Sherlock Holmes y el doctor Watson se adelantaron unos pasos.

—Me temo que nuestra investigación también termina aquí. La mayor parte de nuestro tiempo lo pasamos fuera de Londres, estamos retirados de la ajetreada vida de las investigaciones. Ha sido un placer conocerles.

Churchill miró a Hércules, Lincoln y Alicia. Durante unos segundos, los tres permanecieron en silencio.

—En cuanto nos entrevistemos con Joseph Kenworthy iremos a México —dijo Hércules.

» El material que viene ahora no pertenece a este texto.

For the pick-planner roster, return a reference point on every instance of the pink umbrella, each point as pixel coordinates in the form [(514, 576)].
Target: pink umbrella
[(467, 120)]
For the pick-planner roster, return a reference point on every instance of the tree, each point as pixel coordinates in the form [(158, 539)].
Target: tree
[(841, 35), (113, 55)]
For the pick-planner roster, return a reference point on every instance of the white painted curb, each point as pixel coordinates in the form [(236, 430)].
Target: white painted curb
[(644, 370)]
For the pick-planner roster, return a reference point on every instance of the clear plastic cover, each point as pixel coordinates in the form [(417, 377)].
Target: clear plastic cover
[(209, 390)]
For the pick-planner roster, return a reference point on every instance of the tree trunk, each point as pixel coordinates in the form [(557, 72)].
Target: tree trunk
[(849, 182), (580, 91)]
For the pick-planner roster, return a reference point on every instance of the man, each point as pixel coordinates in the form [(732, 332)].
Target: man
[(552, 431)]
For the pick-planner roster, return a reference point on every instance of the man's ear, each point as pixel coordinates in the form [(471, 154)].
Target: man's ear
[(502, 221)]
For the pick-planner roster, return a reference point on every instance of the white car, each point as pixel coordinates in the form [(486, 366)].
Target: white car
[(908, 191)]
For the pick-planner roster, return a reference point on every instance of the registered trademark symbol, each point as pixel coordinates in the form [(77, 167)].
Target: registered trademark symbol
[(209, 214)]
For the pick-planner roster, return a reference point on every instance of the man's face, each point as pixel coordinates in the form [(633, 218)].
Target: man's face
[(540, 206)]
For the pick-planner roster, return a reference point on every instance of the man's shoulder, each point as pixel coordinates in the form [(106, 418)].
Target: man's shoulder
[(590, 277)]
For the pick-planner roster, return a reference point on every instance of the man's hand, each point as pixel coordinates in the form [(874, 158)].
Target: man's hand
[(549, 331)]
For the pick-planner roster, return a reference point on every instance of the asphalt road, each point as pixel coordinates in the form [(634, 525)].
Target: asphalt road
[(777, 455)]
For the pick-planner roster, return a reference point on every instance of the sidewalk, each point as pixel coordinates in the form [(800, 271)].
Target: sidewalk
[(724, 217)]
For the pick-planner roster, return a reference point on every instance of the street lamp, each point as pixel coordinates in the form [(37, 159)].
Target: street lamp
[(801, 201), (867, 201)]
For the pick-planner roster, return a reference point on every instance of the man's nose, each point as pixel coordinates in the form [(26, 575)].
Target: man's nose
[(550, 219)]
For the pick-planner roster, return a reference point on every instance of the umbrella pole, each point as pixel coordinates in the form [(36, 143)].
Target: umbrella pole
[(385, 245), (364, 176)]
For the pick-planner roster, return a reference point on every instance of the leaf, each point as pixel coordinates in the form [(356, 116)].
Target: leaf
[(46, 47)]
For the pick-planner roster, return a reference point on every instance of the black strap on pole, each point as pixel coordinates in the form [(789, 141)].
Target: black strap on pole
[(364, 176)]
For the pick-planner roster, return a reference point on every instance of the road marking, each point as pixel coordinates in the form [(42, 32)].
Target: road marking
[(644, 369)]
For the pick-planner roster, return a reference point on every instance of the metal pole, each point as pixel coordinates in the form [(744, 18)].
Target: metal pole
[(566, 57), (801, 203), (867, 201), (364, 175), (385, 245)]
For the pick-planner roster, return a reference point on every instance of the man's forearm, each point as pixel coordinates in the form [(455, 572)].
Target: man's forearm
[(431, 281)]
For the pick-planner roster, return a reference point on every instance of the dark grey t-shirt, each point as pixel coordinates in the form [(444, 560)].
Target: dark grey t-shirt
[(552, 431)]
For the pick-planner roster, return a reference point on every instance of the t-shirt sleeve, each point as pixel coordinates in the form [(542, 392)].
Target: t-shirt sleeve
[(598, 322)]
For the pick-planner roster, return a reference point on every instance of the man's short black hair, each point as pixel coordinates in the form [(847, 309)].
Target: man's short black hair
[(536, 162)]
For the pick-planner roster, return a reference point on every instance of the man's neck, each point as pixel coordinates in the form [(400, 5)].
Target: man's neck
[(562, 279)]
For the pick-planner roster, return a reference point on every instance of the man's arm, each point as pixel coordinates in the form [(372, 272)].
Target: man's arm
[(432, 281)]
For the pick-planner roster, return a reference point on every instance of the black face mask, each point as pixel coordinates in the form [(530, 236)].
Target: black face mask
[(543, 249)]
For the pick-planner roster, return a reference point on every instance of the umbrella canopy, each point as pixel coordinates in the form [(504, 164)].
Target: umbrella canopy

—¿Joseph Kenworthy? —preguntó Churchill.

—Ya le hablé de él, lord Fisher me comentó que él podría aclararnos por qué se quitó la escolta al Lusitania —dijo Hércules.

—Joseph Kenworthy fue encontrado muerto en su apartamento esta mañana, alguien le había arrancado el corazón. Además, ya le he dicho que es mejor que se centren en el robo —dijo Churchill.

Todos se miraron sorprendidos.

—Viajaremos mañana mismo a México —dijo Lincoln.

—Ordenaré que reserven pasajes en el próximo barco que salga para Veracruz —dijo Churchill complacido. Tenía que volver a El Cairo de inmediato, las noticias del frente otomano no eran buenas.